Dal progetto “Bottega Scuola” alle “Vie dell’Eccellenza”: l’associazione guidata da Salvio Pace e Gianni Lepre rilancia il comparto orafo con formazione, turismo e tutela delle botteghe storiche
Oroitaly guarda al futuro e presenta il piano strategico per il 2026, rafforzando una rete associativa che oggi riunisce 141 imprese d’eccellenza del comparto orafo italiano. Sotto la guida del presidente Salvio Pace e con la direzione strategica dell’economista Comm. Gianni Lepre, l’associazione si prepara a un nuovo anno di confronto strutturato con le istituzioni nazionali e locali.
Il 2025 si è chiuso come un anno di svolta e ricompattamento per Oroitaly. Tra i risultati più significativi figurano la IX edizione del Premio Oroitaly, dedicata alle eccellenze produttive del territorio, il rafforzamento del supporto operativo agli associati attraverso assistenza fiscale e normativa costante e la creazione di una rete di comunicazione immediata. Centrale anche il lavoro sul piano culturale, con la rubrica “Storie d’Imprese” pubblicata sul quotidiano Roma e con il volume del Comm. Lepre “Con il sole di Napoli negli occhi”, pensato per ispirare le nuove generazioni di artigiani.
Il programma 2026 mette al centro la difesa del saper fare artigiano e la tutela economica del commercio tradizionale, articolandosi in 14 punti strategici. Tra le iniziative di maggiore rilievo spicca il progetto “Bottega Scuola”, un modello di formazione che consente agli apprendisti di imparare l’arte orafa con costi sostenuti dallo Stato o dalla Regione, eliminando per le imprese oneri burocratici e contributivi.
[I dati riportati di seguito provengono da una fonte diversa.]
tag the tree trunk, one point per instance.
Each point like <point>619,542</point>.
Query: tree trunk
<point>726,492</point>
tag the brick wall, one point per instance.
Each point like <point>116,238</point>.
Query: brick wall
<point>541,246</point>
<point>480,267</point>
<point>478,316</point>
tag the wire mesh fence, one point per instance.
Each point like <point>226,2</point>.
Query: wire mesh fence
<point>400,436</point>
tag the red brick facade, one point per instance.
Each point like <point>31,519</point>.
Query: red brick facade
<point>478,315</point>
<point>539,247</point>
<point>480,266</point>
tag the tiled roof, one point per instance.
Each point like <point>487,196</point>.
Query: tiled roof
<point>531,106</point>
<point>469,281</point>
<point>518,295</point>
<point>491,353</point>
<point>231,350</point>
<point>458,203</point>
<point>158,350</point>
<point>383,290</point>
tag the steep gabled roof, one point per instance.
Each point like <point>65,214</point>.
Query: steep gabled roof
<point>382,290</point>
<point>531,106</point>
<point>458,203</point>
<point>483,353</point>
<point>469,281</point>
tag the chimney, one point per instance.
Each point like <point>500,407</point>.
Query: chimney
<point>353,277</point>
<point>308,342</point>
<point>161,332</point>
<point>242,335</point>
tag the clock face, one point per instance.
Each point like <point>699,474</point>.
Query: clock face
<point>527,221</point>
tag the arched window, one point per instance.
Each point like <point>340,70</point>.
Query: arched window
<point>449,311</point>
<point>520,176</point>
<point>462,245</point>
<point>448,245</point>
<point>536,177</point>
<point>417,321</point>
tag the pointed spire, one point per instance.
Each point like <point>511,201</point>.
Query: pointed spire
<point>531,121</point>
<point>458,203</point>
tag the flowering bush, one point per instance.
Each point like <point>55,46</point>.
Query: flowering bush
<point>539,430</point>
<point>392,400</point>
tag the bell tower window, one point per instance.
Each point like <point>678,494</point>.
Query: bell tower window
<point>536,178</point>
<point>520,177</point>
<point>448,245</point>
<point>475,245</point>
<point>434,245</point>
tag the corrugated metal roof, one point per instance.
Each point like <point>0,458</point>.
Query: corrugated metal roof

Accanto alla formazione, Oroitaly punta sulla valorizzazione territoriale con “Le Vie dell’Eccellenza”, un itinerario turistico che attraversa luoghi simbolo come Borgo Orefici, Piazza Mercato, San Gregorio Armeno e la Sanità, con botteghe aperte al pubblico e convenzioni dedicate al turismo crocieristico internazionale. Un progetto che mira a trasformare l’artigianato in esperienza culturale e attrattore economico.
Non manca l’impegno sul fronte della tutela del vicinato, con una battaglia istituzionale per ottenere fitti calmierati e fiscalità di vantaggio a favore dei piccoli negozi, contrastando il fenomeno della desertificazione dei centri storici.
Sul valore complessivo del piano è intervenuto il Comm. Gianni Lepre, che ha sottolineato il ruolo dell’associazione nel panorama economico e sociale:
“Oroitaly oggi non è solo un’associazione, ma un presidio di civiltà economica. Con il progetto della Bottega Scuola vogliamo creare un ponte reale verso le nuove generazioni: non possiamo permettere che segreti millenari vadano perduti per mancanza di ricambio. Il 2026 deve essere l’anno in cui lo Stato riconosce finalmente l’artigiano come un educatore”.
Un impegno che guarda avanti, senza rinnegare le radici, con l’obiettivo di trasformare la tradizione orafa in una leva concreta per lo sviluppo economico e culturale del Paese.